Another case covered in the BBC report concerned a woman whose usual job as an agency-employed executive PA was curtailed by lockdown; residing at a one-bedroom property in Hammersmith with a monthly rent of £1,600 meant her slide into rent arrears of £24,000 didn’t take long, though the case going against her at the local county court also left her having to pay £604 in interest as well as her landlord’s legal costs of £3,000. This individual has since found another job, but her credit rating is now as bad as the aforementioned married couple, who no longer have any savings to pay a deposit for a new home. The average rent arrears in the cases observed at the county courts by the Bureau of Investigate Journalism in July and August was around £6,500, though some far exceeded this amount. Naturally, the situation is also a headache for landlords themselves, with some tenants exploiting the crisis and playing the Covid card even when the pandemic has no bearing on their arrears, leaving courts often unable to distinguish between the ones who can’t pay and the ones who won’t.

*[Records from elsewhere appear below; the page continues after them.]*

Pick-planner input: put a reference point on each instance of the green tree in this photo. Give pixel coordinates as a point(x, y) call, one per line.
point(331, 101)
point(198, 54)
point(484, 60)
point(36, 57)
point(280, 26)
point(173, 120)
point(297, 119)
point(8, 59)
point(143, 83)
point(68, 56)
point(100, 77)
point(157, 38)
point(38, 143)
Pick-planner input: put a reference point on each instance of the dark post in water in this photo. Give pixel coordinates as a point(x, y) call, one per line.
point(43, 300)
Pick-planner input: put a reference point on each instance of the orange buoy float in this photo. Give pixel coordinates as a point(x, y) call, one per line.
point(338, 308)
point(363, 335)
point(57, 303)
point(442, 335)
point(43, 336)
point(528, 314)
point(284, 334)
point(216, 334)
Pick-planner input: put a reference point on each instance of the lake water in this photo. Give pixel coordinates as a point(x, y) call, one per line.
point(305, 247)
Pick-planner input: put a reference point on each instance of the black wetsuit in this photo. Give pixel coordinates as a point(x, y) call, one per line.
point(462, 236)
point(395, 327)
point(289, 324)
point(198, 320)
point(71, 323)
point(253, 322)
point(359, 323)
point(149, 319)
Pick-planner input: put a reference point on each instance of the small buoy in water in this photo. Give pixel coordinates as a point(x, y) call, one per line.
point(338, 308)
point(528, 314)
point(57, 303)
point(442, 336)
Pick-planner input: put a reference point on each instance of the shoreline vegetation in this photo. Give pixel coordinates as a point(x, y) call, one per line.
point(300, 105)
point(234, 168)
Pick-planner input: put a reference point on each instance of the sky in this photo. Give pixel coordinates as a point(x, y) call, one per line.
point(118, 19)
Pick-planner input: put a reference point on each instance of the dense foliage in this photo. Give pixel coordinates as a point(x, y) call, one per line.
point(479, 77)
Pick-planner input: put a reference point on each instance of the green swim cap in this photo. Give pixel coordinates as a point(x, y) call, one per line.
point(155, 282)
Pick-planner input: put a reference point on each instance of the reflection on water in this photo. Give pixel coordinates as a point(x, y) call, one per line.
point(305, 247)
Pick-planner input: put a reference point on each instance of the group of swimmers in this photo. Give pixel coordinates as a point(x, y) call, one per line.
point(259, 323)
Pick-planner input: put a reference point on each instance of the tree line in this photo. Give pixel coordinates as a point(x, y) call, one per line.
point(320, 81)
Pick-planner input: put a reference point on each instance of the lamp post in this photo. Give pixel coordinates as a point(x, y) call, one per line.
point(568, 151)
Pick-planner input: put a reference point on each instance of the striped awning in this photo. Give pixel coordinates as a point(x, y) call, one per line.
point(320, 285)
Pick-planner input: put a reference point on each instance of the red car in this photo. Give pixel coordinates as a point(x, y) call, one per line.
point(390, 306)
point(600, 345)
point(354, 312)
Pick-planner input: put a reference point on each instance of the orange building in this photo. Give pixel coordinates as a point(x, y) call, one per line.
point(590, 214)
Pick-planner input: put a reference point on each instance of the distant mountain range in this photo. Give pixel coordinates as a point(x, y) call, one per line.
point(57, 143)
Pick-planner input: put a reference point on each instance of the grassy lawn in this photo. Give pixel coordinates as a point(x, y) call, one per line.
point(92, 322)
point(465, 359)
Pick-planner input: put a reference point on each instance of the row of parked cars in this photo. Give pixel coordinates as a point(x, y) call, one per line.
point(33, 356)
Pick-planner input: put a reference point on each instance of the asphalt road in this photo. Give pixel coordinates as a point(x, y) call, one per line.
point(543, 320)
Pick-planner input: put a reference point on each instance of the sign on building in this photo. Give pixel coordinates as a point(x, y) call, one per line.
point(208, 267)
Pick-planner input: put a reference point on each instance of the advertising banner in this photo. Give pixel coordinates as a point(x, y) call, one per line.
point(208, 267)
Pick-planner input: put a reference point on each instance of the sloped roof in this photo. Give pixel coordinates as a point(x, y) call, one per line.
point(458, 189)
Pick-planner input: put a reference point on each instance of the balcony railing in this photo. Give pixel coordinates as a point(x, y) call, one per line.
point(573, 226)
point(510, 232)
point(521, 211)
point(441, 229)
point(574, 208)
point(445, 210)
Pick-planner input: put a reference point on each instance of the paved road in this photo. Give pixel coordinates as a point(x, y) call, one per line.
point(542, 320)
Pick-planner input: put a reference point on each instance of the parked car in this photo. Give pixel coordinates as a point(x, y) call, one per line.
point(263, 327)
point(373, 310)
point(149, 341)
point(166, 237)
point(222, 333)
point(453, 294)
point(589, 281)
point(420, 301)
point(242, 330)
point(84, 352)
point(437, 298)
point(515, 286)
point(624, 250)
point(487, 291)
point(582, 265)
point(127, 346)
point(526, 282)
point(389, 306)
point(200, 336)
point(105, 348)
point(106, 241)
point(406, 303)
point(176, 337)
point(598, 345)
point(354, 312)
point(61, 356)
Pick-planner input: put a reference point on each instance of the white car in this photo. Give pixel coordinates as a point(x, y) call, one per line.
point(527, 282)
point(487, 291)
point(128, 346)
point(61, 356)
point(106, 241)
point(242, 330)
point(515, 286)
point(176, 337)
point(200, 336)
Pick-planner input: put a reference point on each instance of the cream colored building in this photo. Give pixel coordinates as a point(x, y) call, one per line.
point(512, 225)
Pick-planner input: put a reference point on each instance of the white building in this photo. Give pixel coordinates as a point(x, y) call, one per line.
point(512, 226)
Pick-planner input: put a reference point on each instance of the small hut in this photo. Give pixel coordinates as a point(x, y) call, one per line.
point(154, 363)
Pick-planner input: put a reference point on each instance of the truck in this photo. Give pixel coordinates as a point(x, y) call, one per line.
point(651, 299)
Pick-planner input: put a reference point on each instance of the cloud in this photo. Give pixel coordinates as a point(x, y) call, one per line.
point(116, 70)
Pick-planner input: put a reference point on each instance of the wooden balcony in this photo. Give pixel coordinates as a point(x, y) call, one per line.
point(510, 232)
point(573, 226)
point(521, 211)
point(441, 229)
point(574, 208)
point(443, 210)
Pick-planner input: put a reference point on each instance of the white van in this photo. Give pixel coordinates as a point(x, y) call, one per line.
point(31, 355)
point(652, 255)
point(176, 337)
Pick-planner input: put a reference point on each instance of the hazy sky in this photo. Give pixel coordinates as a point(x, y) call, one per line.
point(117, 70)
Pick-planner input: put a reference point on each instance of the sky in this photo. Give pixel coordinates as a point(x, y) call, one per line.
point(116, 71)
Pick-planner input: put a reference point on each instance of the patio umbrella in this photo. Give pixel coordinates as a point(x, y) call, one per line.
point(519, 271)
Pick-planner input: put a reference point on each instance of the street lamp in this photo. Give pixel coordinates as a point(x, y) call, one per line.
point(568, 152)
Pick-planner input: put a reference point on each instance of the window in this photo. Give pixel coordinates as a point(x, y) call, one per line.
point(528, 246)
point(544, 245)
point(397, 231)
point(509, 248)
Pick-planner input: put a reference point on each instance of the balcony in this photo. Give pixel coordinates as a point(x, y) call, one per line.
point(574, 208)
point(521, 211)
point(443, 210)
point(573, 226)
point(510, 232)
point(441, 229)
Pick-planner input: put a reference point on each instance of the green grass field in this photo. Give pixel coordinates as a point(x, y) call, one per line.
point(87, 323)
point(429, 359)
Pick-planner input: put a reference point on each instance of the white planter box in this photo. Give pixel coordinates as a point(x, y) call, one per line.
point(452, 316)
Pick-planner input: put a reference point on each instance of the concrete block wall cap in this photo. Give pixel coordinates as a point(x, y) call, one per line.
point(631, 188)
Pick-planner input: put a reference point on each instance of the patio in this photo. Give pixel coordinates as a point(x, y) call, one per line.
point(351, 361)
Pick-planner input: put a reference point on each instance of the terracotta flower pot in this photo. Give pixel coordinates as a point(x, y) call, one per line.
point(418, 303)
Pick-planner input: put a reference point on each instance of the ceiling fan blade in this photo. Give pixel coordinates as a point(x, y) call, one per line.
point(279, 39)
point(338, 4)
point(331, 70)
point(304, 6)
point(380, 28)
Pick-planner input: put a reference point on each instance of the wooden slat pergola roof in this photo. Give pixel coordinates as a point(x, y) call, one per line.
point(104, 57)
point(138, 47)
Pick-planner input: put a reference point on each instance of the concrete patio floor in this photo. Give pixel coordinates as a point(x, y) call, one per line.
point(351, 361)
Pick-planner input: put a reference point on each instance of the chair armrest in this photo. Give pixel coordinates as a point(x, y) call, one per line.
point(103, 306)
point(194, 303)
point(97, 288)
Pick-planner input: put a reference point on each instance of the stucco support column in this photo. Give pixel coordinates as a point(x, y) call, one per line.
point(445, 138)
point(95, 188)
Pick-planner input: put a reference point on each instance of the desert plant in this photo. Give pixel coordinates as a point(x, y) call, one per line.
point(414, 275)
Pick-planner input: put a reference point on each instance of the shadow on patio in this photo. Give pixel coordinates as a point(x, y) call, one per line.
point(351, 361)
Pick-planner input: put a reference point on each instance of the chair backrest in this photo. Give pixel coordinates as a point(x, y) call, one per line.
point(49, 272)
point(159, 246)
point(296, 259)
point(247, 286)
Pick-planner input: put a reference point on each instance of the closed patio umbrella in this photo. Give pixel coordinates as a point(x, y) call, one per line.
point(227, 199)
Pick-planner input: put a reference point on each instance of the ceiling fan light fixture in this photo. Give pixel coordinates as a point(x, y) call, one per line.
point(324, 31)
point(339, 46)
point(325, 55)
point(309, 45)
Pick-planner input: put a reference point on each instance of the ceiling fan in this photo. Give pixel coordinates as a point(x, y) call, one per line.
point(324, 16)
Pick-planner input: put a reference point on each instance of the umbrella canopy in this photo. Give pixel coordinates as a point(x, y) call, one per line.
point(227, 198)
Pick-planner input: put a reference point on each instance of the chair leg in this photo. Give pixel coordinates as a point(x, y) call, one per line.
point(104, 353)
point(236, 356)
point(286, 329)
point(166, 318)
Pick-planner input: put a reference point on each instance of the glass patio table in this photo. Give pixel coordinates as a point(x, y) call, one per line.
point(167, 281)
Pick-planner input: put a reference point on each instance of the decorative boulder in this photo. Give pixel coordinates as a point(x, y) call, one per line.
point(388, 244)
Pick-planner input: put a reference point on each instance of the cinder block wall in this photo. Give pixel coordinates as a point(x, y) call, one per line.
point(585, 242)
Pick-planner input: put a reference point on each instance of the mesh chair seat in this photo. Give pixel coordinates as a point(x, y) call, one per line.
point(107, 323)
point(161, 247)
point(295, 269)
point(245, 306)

As with every element of the inevitable fallout from closing down the economy for months on end since the spring of 2020, the already-delicate housing crisis was destined to ricochet through countless lives once payback time arrived; but such scenarios can be cruel levellers. I recall a TV report on Spain’s economic crisis in the wake of the financial crash of 2007/08, wherein many holding traditionally well-paid, middle-class jobs such as teaching were just as likely to be found sleeping on the streets or squatting in derelict properties as the more conventional casualties of capitalism one would sadly expect to be in dire straits. When people play by the rules, toe the line, pay their taxes, work hard and provide the backbone of the orderly society they venerate, some form of reward is anticipated, and that doesn’t necessarily have to translate as extreme wealth but simply not having to worry about their home being repossessed or never having to claim benefits. The Government on whose watch such people plummeted down the social ladder needs to remember the shock to the system these valuable members of the electorate have suffered will linger for a long time, and the way it publicly articulates its opinions on their predicament ought to be handled with care.